4 Reasons Why ChatGPT Isn’t Ready for Prime Time in Capital Markets
A lot of learning of this week for me. This post from Dan was something I've never thought of, volatility of revenue and profits. I mean it's a bit obvious when it's brought to your attention, but not something often thought about. Dan uses data over the last 30 years to look at income statement volatility. He shows that it's actually persistent and predictable. The thing he does find though is that this does not translate into valuations in a predictable way.
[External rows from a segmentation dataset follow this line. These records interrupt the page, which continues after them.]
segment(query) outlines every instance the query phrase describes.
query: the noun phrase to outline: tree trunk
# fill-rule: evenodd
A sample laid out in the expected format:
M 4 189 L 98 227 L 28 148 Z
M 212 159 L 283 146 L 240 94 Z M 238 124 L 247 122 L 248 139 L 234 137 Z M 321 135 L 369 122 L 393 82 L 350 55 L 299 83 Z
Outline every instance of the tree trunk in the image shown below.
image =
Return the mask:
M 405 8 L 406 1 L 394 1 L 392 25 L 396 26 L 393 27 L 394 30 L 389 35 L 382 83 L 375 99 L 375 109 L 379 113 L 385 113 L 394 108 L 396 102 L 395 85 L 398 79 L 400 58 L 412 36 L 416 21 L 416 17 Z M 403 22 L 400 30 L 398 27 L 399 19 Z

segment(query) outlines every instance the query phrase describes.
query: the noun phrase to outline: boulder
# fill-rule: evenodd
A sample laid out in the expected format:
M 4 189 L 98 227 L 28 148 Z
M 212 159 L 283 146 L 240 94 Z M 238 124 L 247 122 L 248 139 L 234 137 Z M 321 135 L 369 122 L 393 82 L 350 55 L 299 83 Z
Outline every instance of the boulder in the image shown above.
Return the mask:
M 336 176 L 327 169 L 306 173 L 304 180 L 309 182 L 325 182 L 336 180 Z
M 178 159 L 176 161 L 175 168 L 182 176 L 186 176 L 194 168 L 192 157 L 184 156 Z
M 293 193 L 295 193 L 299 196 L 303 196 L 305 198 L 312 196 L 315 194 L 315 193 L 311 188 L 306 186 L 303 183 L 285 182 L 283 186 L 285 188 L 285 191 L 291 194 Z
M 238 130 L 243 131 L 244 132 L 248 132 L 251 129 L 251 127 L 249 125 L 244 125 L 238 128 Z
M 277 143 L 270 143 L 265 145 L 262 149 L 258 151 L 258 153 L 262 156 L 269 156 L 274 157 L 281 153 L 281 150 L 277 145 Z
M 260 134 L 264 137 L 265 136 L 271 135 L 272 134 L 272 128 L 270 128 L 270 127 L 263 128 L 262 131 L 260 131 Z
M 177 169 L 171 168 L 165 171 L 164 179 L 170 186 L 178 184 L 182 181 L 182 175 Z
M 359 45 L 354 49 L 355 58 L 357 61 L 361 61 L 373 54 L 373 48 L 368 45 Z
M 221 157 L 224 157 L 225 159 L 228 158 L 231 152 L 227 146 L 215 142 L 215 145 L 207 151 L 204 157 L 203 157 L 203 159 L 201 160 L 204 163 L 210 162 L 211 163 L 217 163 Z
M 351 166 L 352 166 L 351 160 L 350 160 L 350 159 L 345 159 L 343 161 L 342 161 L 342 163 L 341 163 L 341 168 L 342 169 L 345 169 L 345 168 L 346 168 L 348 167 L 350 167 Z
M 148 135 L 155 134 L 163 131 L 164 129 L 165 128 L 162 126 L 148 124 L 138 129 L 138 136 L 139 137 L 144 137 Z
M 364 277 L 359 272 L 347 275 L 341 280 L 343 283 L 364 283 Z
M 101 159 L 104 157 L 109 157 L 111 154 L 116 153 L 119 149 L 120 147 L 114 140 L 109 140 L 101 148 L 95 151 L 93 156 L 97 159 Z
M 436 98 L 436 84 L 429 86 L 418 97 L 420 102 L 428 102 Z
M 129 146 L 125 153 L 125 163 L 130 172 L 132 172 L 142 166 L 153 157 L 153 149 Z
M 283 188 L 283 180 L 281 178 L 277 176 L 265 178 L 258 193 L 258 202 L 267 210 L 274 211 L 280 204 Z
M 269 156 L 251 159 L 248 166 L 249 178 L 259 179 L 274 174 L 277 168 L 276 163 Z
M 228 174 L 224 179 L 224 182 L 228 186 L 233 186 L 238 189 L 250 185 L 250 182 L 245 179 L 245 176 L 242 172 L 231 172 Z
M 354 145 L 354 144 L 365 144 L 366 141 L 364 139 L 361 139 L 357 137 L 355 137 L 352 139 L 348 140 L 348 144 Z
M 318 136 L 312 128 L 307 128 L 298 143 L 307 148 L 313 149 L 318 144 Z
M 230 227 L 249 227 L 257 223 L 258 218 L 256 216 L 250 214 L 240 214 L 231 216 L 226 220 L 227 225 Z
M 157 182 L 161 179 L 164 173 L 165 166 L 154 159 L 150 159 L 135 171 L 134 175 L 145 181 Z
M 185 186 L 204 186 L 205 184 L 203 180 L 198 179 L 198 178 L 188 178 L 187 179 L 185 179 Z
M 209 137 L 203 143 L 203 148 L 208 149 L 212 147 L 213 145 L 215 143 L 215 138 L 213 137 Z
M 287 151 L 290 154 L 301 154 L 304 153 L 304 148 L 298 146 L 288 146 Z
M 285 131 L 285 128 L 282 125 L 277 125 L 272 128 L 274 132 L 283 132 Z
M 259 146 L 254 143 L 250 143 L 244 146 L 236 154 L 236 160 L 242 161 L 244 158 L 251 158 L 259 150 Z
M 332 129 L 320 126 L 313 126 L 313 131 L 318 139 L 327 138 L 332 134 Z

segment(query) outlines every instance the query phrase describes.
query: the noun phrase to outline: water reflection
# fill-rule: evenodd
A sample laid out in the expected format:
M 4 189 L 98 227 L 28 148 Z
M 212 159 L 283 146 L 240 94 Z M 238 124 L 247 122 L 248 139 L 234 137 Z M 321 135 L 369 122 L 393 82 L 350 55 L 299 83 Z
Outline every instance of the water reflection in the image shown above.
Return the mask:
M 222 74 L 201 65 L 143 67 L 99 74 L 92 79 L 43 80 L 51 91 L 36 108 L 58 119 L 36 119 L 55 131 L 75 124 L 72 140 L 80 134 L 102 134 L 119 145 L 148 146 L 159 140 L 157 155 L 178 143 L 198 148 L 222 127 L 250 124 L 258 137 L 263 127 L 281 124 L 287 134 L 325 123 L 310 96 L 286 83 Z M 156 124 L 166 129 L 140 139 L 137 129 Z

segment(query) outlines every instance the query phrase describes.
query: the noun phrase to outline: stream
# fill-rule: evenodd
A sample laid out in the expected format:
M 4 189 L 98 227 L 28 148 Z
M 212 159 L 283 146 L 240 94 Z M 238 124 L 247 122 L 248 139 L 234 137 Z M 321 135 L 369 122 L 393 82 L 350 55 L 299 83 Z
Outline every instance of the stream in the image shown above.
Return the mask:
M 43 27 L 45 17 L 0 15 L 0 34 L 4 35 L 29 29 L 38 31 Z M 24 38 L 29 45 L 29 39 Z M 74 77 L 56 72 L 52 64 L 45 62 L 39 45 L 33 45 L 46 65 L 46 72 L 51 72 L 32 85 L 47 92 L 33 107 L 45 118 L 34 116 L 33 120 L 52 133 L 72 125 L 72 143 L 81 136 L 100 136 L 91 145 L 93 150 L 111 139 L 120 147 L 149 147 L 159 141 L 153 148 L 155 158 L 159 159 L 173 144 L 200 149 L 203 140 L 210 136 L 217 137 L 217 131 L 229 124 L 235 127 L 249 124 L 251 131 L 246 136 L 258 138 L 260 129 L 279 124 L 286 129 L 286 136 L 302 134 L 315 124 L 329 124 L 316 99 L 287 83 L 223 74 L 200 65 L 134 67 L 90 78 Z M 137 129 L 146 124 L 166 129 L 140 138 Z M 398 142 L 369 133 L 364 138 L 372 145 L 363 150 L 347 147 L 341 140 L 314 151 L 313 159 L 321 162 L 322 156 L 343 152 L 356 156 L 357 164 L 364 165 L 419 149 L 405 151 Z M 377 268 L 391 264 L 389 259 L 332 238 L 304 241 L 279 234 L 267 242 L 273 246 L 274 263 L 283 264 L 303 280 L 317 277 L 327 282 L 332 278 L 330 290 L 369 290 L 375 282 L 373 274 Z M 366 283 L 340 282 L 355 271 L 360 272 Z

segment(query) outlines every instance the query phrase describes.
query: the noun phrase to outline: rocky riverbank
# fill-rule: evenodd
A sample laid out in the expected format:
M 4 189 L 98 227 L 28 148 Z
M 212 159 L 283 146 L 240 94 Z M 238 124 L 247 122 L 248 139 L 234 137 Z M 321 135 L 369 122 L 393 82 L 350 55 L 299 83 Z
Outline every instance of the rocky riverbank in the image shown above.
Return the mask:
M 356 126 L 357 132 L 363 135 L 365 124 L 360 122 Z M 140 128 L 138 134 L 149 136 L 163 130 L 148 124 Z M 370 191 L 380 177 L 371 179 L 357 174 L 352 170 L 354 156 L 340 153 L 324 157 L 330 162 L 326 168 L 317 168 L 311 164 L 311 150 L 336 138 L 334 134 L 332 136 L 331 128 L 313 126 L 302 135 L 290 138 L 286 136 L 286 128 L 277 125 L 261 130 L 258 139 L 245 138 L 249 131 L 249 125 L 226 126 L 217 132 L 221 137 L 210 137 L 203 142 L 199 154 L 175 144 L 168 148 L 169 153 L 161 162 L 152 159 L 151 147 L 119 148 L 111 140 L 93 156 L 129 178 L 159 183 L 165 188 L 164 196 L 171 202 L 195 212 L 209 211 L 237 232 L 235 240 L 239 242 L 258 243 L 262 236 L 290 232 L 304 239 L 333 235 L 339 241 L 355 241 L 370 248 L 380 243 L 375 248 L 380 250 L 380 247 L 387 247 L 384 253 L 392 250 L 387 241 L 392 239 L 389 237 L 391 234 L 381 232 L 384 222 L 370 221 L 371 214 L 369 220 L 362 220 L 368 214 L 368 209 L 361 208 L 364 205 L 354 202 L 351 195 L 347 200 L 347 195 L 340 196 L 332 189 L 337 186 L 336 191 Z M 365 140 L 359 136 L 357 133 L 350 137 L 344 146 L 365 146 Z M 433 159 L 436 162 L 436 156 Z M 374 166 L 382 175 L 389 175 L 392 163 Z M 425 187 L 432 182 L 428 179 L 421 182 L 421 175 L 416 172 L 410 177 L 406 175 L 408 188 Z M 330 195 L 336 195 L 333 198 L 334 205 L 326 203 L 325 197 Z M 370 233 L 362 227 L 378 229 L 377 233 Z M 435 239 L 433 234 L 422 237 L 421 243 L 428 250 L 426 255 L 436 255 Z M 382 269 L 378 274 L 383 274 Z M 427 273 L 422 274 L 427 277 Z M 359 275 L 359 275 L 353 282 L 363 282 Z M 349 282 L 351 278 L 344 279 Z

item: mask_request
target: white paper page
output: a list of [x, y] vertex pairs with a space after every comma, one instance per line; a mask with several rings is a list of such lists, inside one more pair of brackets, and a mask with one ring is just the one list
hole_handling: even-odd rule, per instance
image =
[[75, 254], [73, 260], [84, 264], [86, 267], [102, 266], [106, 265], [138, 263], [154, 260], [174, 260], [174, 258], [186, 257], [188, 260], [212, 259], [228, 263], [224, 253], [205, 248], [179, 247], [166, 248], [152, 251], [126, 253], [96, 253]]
With a recession looming for more than a few months now, many traders are trying to call the top and getting burned. The WSJ article that this link is highlighting mentions some incredible stats from S3 Partners. The $120B loss might be expected with the currently bullish trend and the fact that total short interest topped $1 Trillion this month. That $1T number is up about 15% since the begging of the year and equals about 5% of all shares available.
One for the Road
The numbers here are staggering. I haven't paid much attention to the size of these television deals, but they seem to be driving the big schools revenue higher and higher. Ohio State comes in at number one and has revenues of more than $250M for the year. That puts them in the same ballpark as names around 2500 in the Russell 3000. While the revenues do not translate to any actual profits, that's not the objective of these "businesses." Yes, I meant that.
SEC, Big Ten each top $2 billion in athletic department revenue, outpacing Power Five foes
Thanks for reading. By the Way, fight like a brave we can't stop and don't give it away now.